The rise in cryptocurrencies has also prompted banks in the United States to take action. Banks that hold cryptocurrencies on behalf of customers have now expressed their regret in a joint letter to the #SEC in order to change the relevant rules.
In the #US banks, through their associations, have written a letter to the Securities and Exchange Commission (SEC) stating that they want the rules on storing cryptocurrencies and digital assets to change.
The “coalition”, which includes the Banking Policy Institute, the American Bankers Association, the Securities Industry and Financial Markets Association, and the Financial Services Union, sent a letter to the SEC calling for various changes.
They have to keep as much money as the crypto they keep
Currently, in the US, companies that have had initial public offerings, including banks, must show the cryptocurrencies they store on their corporate balance sheets and pay obligations. This means that banks are subject to the obligation to keep the amount as much as the value of the held cryptocurrencies or digital assets as extra cash.
The letter from the banking groups to the SEC stated the issues that need to be changed as follows:
*Excluding assets entering the cryptocurrency space from this obligation... The assets mentioned here are specified as assets that can be transferred using the blockchain network. These can be traditional tokenized financial assets or SEC-approved tokens or spot Bitcoin ETFs.
The obligation of companies to disclose their crypto activities in their financial statements may continue, but to exempt lending firms (banks) subject to regulation from the balance sheet obligation.

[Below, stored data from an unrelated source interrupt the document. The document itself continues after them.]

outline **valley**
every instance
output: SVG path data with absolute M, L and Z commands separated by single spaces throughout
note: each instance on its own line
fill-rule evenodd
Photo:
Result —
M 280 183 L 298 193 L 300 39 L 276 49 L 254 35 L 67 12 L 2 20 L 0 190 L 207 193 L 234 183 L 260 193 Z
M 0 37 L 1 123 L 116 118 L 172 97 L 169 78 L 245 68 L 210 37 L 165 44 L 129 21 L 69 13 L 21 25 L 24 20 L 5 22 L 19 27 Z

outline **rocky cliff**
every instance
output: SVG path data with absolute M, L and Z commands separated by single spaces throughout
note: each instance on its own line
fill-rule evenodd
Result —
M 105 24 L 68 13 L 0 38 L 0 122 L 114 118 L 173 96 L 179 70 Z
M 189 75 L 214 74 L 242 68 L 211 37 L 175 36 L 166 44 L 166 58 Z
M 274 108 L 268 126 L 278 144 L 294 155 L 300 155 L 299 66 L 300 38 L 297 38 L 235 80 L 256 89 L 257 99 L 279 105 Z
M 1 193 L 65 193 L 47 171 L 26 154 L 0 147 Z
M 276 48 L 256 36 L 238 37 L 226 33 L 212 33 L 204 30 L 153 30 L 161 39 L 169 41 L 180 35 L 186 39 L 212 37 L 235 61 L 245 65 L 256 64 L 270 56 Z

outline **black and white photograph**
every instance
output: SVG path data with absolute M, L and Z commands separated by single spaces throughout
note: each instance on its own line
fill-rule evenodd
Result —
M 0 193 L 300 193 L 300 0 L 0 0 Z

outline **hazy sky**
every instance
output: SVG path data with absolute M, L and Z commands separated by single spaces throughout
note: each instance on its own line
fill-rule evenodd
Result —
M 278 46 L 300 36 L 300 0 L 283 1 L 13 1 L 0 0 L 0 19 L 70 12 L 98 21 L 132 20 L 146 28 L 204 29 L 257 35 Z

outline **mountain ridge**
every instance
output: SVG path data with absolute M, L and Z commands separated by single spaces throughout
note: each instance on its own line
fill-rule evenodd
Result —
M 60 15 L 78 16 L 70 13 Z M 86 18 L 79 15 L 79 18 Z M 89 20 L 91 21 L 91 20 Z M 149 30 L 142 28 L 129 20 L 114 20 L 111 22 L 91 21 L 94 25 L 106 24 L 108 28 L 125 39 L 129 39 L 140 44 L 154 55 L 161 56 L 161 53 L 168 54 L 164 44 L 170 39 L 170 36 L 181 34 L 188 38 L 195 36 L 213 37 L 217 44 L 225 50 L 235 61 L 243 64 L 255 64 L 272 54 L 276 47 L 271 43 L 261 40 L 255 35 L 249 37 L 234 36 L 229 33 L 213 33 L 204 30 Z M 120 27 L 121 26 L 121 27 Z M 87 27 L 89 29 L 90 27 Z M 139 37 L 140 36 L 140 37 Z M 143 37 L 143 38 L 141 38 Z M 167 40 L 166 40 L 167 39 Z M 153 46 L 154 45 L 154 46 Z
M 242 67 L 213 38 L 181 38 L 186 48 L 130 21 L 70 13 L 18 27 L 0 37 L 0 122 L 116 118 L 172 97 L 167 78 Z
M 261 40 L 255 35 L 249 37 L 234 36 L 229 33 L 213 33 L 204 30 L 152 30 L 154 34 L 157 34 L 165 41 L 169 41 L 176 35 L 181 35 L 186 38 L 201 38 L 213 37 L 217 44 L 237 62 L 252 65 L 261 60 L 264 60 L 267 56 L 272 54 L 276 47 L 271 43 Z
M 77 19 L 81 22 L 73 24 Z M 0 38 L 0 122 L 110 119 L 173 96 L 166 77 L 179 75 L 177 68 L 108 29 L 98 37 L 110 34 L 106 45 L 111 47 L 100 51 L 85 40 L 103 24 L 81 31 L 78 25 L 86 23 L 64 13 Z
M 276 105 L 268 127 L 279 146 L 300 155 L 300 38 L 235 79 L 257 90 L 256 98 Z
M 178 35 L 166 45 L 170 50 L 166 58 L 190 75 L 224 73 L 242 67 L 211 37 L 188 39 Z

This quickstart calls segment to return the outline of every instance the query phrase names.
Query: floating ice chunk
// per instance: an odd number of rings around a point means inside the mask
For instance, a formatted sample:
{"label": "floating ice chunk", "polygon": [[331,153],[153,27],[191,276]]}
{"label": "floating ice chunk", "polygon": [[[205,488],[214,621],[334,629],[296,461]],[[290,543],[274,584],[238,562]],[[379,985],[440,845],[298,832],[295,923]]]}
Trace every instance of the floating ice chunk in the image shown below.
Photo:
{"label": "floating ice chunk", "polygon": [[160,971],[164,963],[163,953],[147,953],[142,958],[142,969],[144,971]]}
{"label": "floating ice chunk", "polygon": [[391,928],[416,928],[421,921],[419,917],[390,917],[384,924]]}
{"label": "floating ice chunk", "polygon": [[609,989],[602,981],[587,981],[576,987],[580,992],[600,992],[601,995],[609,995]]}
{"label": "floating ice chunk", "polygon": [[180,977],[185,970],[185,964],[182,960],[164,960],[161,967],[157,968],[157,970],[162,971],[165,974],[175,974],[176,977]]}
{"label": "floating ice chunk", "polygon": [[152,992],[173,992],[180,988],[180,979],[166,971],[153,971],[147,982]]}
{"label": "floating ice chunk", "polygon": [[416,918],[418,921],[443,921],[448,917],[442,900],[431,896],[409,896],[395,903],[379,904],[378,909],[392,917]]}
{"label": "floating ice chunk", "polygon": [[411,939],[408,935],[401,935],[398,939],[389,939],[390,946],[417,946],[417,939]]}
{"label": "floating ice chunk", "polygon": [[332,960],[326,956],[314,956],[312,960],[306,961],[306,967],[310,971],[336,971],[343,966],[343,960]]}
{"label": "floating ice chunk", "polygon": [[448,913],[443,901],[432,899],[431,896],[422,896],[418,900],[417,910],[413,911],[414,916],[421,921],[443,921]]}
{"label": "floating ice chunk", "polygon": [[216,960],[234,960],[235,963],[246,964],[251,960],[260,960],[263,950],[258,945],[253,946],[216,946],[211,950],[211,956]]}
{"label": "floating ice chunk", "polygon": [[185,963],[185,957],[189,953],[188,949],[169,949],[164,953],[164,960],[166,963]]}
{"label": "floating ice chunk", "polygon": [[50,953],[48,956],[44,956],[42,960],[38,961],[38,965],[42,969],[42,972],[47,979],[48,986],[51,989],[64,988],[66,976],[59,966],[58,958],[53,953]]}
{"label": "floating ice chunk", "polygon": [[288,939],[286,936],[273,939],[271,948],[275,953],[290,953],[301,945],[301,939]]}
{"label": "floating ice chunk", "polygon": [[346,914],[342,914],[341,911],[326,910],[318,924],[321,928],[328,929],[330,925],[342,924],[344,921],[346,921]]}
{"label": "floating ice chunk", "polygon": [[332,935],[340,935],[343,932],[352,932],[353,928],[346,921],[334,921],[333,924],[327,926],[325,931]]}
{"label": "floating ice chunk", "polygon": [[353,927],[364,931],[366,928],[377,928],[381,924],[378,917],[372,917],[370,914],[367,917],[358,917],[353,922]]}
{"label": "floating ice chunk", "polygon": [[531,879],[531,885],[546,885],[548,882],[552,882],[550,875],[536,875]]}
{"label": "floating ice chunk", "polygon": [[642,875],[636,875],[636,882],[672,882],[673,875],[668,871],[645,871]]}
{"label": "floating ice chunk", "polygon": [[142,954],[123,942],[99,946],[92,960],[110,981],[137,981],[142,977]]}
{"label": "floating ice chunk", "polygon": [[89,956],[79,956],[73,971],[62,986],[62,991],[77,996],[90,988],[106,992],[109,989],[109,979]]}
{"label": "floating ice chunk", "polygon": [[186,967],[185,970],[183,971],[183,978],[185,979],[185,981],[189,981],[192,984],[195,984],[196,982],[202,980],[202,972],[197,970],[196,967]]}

"The financial system is badly affected”
Banking groups have also stated that the financial system will be worse affected if these rules are not changed:
“If the regulated banking institutions are prevented from storing digital assets, investors and customers, and therefore the financial system, will be badly affected by this situation”
SEC insists, banks object
this regulation, announced in 2022, is considered mandatory by the SEC. The institution notes that cryptocurrencies carry their own unique risks , and they cannot be considered the same as other assets held by banks. Banks, on the other hand, have been opposing this set of rules from the very beginning, stating that these rules impose heavy financial burdens.
Bank of New York Mellon, one of the oldest banks in the United States, which opened a digital asset storage platform in 2022, stated that activities in this area have very minimal effects compared to their overall business.
Another big bank, State Street, had taken some redundancy steps in its digital assets department. Jay Biancamano, the former director of the department, wrote in a LinkedIn post in January, “The field of digital storage and tokenization is far beyond our time... Unfortunately, we cannot predict the tides in this area,” he said.